Anyway to the currant issue. I used to see his text buddy a lot In the playground when she dropped her dc off before going into school and previous to this we always chatted. Since I found the texts I haven't seen her once. I found that strange as if she was deliberately avoiding seeing me. I asked dh if there had been any contact several times and he said no. I said it seemed strange that she was never in the playground and he made some excuse to cover that.
Today I had to go into the school to see a teacher. As I walked down the corridor she was coming towards me. I decided to just say hello and keep walking but she just gave me a filthy look. She spoke to DS but completely ignored me.
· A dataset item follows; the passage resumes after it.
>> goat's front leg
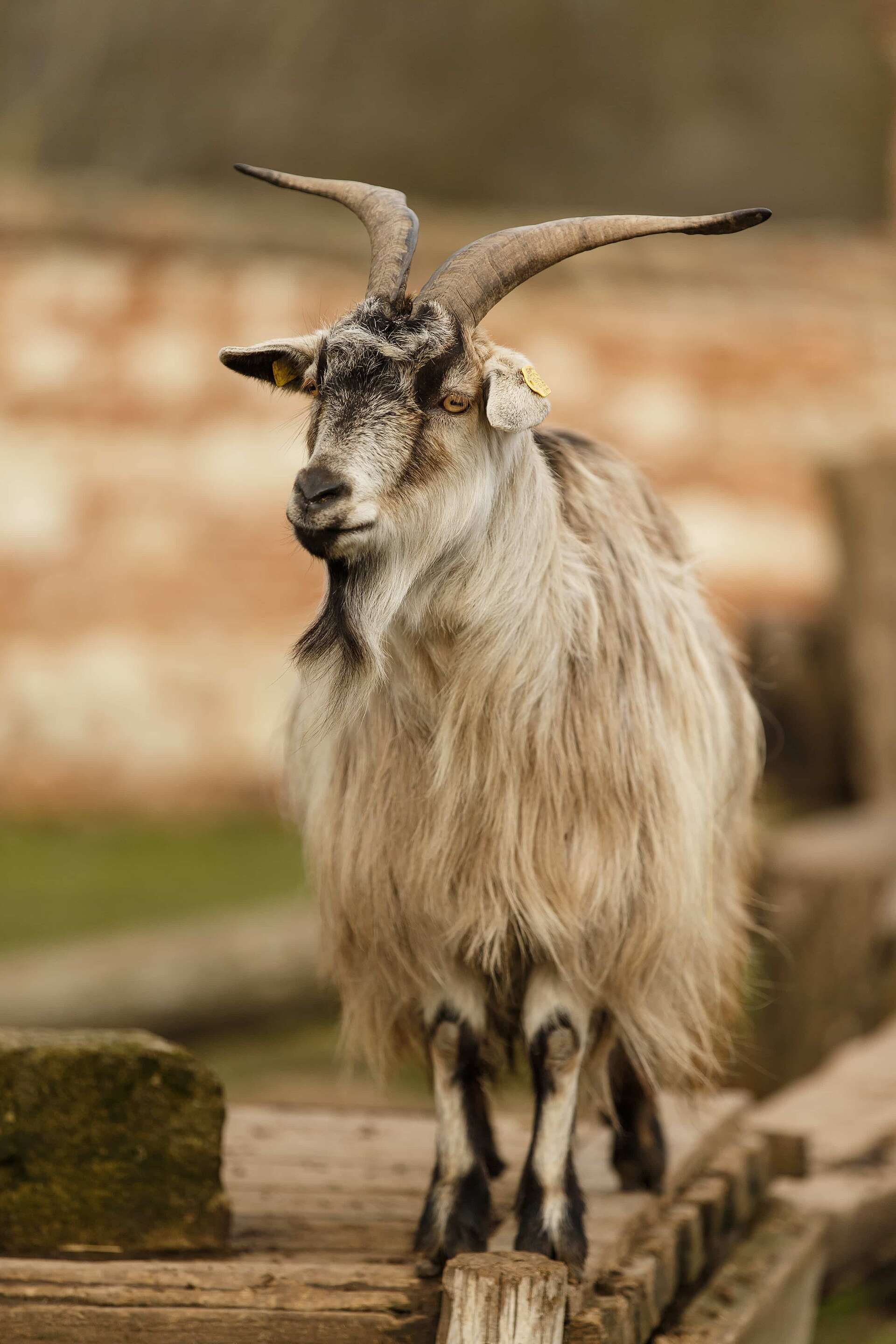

It was so obvious she knew I knew about the texts. But as dh had claimed he had no contact with her how did she know I knew?.
Dh is now back at work. When he came home I asked him how she knew as they had allegedly had no contact. He admitted he had spoken to her and told her I knew and that was why he was not helping out at school anymore.
I am so fucking angry, I directly asked him several times if he had seen her and he lied. He knew I was initially worried about seeing her in the playground but he didn't tell me she knew I knew. He put her feelings before mine. I feel such a fool. I've been putting myself through the agony of using the fucking dilators so we could have sex again when he was lying to me. I told him to leave and that our marraige is over and he has gone. He didn't want to but I refused to discuss it. My closest friend thinks I'm overreacting but I spent years being lied to and cheated on by my abusive ex I'm not going there again. I feel so betrayed, can we save this?. My dc will be devastated if we split.
So sorry that is so long. Thanks if you've got all the way through.